Le prolétariat n’exige pas encore des comptes : il veut seulement que sa part ne soit pas faite par le mécanisme de l’offre et de la demande, loi fondamentale de l’ordre capitaliste, mais à la mesure de sa faim. Il en a assez de cette déclamation bourgeoise qui le considère comme un libre marchand de travail, passant librement un contrat avec l’acheteur de travail. Il en a assez de cette fiction ironique derrière laquelle on s’abrite pour lui refuser de manger à sa faim, tout en le tenant dans la plus dure servitude économique et la plus flagrante infériorité sociale. Il veut que son salaire ne soit pas seulement considéré comme le paiement d’une marchandise qu’il a vendue au patron ; ses bras sont trop proches de son estomac pour qu’il considère leur mise en valeur comme une marchandise ordinaire, dont on se détache dès qu’on en a opéré la livraison à l’acheteur.

Ce salaire, pour lui, est le moyen d’existence, avant tout.

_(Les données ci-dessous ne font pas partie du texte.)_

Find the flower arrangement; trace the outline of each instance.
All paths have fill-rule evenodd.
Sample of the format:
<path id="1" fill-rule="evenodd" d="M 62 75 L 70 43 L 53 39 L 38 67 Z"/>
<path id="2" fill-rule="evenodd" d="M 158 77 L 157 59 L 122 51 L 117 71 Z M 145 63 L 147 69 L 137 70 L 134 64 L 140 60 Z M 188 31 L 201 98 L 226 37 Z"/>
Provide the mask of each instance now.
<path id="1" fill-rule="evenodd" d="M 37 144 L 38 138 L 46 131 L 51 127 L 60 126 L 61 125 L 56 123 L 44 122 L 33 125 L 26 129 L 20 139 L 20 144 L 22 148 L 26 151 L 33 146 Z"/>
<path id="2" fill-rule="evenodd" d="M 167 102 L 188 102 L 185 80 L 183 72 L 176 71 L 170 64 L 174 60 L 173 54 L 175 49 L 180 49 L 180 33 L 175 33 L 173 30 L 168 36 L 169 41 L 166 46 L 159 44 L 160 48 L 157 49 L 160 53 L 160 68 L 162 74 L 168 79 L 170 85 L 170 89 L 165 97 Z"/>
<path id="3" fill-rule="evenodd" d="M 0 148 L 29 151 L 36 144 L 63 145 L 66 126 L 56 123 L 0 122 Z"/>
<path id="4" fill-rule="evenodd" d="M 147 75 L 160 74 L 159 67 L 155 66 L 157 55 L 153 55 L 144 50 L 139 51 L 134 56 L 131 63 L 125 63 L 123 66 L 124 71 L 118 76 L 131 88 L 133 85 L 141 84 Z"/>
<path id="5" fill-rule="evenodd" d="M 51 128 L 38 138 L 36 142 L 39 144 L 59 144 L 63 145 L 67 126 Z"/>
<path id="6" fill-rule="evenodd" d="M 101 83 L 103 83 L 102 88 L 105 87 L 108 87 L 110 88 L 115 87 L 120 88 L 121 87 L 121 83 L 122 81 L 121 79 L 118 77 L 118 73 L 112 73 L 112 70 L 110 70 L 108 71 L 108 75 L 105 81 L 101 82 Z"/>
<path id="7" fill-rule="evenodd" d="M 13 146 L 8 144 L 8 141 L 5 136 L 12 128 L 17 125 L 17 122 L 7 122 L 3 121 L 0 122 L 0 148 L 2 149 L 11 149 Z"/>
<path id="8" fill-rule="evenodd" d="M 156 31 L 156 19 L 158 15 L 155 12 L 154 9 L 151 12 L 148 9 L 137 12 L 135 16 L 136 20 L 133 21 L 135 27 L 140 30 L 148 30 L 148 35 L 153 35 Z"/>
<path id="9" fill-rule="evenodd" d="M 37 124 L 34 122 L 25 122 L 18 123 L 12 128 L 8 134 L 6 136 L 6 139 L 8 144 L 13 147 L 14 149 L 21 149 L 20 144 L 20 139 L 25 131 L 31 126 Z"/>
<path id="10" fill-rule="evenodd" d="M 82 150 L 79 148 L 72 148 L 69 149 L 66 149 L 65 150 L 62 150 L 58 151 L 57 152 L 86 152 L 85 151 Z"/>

Il est la représentation de la nourriture due par le maître pour qui ses bras ont travaillé. Conception rétrograde, dira-t-on, et qui ramène le patron et l’ouvrier à des rapports de féodalité ? Mais est-ce qu’en réalité ces rapports ont cessé d’exister ? Les rapports mercantiles s’y sont seulement ajoutés pour les masquer, et l’ouvrier n’est libre en fait que lorsqu’il est sans travail, c’est-à-dire fort en peine d’une liberté qui l’affame et dont il a hâte de se défaire au profit du maître qui voudra bien l’occuper.

Ce n’est d’ailleurs pas ainsi que les ouvriers lyonnais posent la question. Ils ne demandent pas qu’aux réalités de leur servitude correspondent des fictions de servitude, mais qu’aux fictions de liberté correspondent des réalités de liberté. Ils ne veulent pas agir sur le contrat de travail par débat individuel d’ouvrier à maître : ils savent trop ce que pèse un pauvre en face d’un riche, un pauvre diable ignorant en face d’un homme relativement instruit. C’est par la coalition des ouvriers que peut se constituer une force réelle, qui fasse du contrat de travail un acte de commerce et non plus une charte de servitude.

En demandant aux fabricants de Lyon l’unité de tarifs, les canuts forcent leurs maîtres à se grouper ; mais que leur importe, puisqu’ils sont groupés aussi ! Forts de leur nombre, de leur valeur professionnelle, ils sauront bien obtenir du patronat des conditions de travail qui leur permettent de manger à leur faim. Ils ne demandent que cela ; c’est peu au regard de ce que veut le prolétariat organisé d’aujourd’hui. C’est pourtant de là qu’est parti le mouvement par lequel il se dirige vers la possession du produit intégral de son travail.